MODEL_ID = "riffusion/riffusion-model-v1"
pipe = StableDiffusionPipeline.from_pretrained(MODEL_ID, torch_dtype=torch.float16)
pipe = pipe.to(device)
def predict(prompt, negative_prompt, audio_input, duration):
return classic(prompt, negative_prompt, duration)
def classic(prompt, negative_prompt, duration):
if duration == 5:
width_duration=512
else :
width_duration = 512 + ((int(duration)-5) * 128)
spec = pipe(prompt, negative_prompt=negative_prompt, height=512, width=width_duration).images[0]
print(spec)
wav = wav_bytes_from_spectrogram_image(spec)
with open("outs/music.wav", "wb") as f:
f.write(wav[0].getbuffer())
return spec, 'outs/music.wav', gr.update(visible=True), gr.update(visible=True), gr.update(visible=True)
prompt_input = 'sesame street theme song'
negative_prompt = ''
audio_input = None
duration_input = 5
spectrogram_output, sound_output, share_button, community_icon, loading_icon = predict(prompt_input, negative_prompt, audio_input, duration_input)
In summation, the StableDiffusionPipeline creates a spectrogram image that corresponds to the text prompt we input, thanks to the training of Riffusion on audio/spectrogram-text pairs. This spectrogram is then converted into a .wav file that we can overlay on top of our video as "background" music.
Put it all together
from moviepy.editor import *
# load the video
video_clip = VideoFileClip('outs/video.mp4')
# # load the audio
music_clip = AudioFileClip('outs/music.wav')
speech_clip = AudioFileClip('outs/speech.wav')
new_audioclip = CompositeAudioClip([music_clip, speech_clip])
video_clip.audio = new_audioclip
video_clip.write_videofile("outs/final.mp4")
We can now finish the pipeline by using MoviePy to composite all of the different files into a single video file with background music and generated speech. You can view our example using the code above, below:
While there is clearly a lot of work that may go into scaling up the quality, intricacy, and size of the images outputted by the text-to-video pipeline on display in this blog post, this still represents an amazing step torward creating completely text guided video synthesis models.

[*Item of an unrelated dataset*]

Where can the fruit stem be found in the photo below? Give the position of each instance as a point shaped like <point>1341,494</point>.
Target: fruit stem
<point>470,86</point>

Future projects may consider integrating guidance techniques like ControlNet or Self Attention Guidance to effectively improve the outputs without any additional training.
Gradio
The final cell of the Notebook file contains the cell to run all that we saw above in a Gradio application. This application can be accessed by any web platform or browser, and can be queried through it's FastAPI integration if we don't want to use a proper browser (like a chatbot request).
Execute the code below to spin up the sample app:
python app.py
You can then click the shared link to open the application in your browser.
This will present you with a simplistic interface to modularly interact with the pipeline, and view all of the results in a single place. This makes it easy to iterate and make changes on each of the three processes without affecting the others or the final video output.
Closing thoughts
This was a very fun project to put together, and it represents a palpable, exciting step forward for hobbyists and non-FAANG ML engineers to start working on and creating increasingly high resolution text to image pipelines. Looking forward, we can't wait to see Stable Diffusion and Imagen's text2video pipelines when they eventually reach fruition.